To use this project, you need to download the repository and run the training(v).ipynb file. The file contains code to perform time series analysis on a dataset of daily sales for sushi dishes. It includes steps for loading the data, performing exploratory data analysis, Fast Fourier Transform (FFT) analysis, splitting the data, normalizing the data, windowing the data, and creating a TensorFlow dataset.

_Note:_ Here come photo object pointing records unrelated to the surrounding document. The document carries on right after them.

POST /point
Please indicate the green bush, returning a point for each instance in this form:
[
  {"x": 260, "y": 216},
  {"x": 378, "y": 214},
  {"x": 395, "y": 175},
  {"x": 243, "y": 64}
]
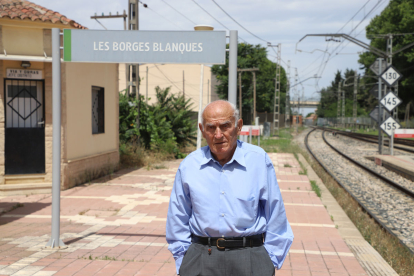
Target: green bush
[{"x": 165, "y": 126}]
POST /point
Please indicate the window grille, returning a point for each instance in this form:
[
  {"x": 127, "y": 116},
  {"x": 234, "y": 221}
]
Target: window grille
[{"x": 98, "y": 110}]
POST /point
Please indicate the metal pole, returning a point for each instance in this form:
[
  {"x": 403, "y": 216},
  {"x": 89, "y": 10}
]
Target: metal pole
[
  {"x": 379, "y": 106},
  {"x": 254, "y": 97},
  {"x": 355, "y": 98},
  {"x": 208, "y": 91},
  {"x": 200, "y": 106},
  {"x": 55, "y": 240},
  {"x": 338, "y": 114},
  {"x": 240, "y": 97},
  {"x": 183, "y": 85},
  {"x": 146, "y": 92},
  {"x": 232, "y": 97}
]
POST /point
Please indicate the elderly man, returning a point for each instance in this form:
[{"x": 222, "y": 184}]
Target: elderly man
[{"x": 226, "y": 215}]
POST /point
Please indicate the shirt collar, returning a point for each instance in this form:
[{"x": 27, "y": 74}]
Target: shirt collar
[{"x": 238, "y": 156}]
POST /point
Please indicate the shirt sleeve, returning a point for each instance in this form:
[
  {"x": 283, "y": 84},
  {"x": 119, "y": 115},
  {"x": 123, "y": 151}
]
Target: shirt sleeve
[
  {"x": 279, "y": 235},
  {"x": 178, "y": 233}
]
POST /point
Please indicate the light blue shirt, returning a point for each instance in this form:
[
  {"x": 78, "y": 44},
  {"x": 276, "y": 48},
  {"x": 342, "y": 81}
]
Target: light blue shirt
[{"x": 241, "y": 198}]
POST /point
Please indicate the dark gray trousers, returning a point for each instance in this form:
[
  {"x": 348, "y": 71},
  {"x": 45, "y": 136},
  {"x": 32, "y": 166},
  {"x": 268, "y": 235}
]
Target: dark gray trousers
[{"x": 248, "y": 261}]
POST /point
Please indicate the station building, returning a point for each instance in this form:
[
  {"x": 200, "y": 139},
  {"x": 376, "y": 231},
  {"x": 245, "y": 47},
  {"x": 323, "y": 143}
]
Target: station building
[{"x": 89, "y": 120}]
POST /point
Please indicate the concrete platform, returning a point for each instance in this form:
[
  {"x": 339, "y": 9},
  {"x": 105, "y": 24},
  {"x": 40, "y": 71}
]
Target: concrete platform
[
  {"x": 401, "y": 164},
  {"x": 117, "y": 227}
]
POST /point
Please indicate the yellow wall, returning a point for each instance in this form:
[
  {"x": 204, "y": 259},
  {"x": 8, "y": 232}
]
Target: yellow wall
[
  {"x": 164, "y": 75},
  {"x": 80, "y": 77},
  {"x": 23, "y": 41}
]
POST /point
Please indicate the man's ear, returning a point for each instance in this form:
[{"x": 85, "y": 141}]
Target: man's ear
[{"x": 239, "y": 126}]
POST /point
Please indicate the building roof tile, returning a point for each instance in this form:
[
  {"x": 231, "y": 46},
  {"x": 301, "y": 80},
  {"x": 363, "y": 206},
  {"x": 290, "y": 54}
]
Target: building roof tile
[{"x": 22, "y": 9}]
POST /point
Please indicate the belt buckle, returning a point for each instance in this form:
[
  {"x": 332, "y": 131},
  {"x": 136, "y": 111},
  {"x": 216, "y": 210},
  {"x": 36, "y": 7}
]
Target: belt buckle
[{"x": 219, "y": 247}]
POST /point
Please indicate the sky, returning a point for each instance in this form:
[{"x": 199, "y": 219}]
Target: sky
[{"x": 262, "y": 21}]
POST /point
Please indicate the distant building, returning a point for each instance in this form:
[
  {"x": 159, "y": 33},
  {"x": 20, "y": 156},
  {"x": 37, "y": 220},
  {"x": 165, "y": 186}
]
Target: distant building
[
  {"x": 89, "y": 105},
  {"x": 183, "y": 79}
]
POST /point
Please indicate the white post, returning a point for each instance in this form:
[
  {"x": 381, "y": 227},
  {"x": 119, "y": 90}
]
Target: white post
[
  {"x": 55, "y": 240},
  {"x": 200, "y": 107}
]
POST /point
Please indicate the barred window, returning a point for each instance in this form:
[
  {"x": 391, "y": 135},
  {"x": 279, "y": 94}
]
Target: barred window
[{"x": 98, "y": 110}]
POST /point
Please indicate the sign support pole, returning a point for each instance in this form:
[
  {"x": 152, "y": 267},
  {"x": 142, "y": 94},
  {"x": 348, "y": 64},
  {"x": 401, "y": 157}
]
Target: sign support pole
[
  {"x": 55, "y": 240},
  {"x": 379, "y": 106},
  {"x": 200, "y": 106},
  {"x": 232, "y": 97}
]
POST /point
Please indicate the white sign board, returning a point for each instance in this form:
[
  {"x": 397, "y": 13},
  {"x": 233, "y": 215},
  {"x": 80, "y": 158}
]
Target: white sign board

The notebook also contains several models for time series forecasting, including single-step models (baseline, linear, dense, convolutional, and RNN), multi-output models, multi-step models (baseline, single-shot, and autoregressive), and performance evaluation metrics. The analysis focuses on daily/weekly sales for each dish.

Data

Overview

The data used in this project is sales data for a sushi restaurant over a period of time. The data contains information about the products sold, the date of sale, and the quantity sold.

Data structure

The merged_cleaned_FE_imputed(v).csv file has the following columns:

  • Date: The date of the day for which the data is recorded.
  • Month: The month of the year for which the data is recorded.
  • DayoftheMonth: The day of the month for which the data is recorded.
  • WeekoftheMonth: The week of the month for which the data is recorded.
  • DayoftheWeek: The day of the week for which the data is recorded.
  • WeekoftheYear: The week of the year for which the data is recorded.
  • DayoftheYear: The day of the year for which the data is recorded.
  • isWeekend: A binary column that indicates whether the day is a weekend or not.
  • isWeekStart: A binary column that indicates whether the day is the start of a week or not.
  • isWeekEnd: A binary column that indicates whether the day is the end of a week or not.
  • isMonthStart: A binary column that indicates whether the day is the start of a month or not.
  • isMonthEnd: A binary column that indicates whether the day is the end of a month or not.
  • Season_Autumn, Season_Spring, Season_Summer, Season_Winter: Binary columns that indicate the season for which the data is recorded.
  • isHoliday: A binary column that indicates whether the day is a holiday or not.
  • StoreID: The ID of the store for which the data is recorded.
  • 4260705920003 to 4260705920638: These columns represent the ProductID of different products sold at the store. The values in these columns indicate the quantity of each product sold on the given day.
  • total_quantity_day: The total quantity of products sold at the store on the given day.

Contributing

Contributions to this project are welcome. Please open an issue or pull request if you have any suggestions or would like to contribute code.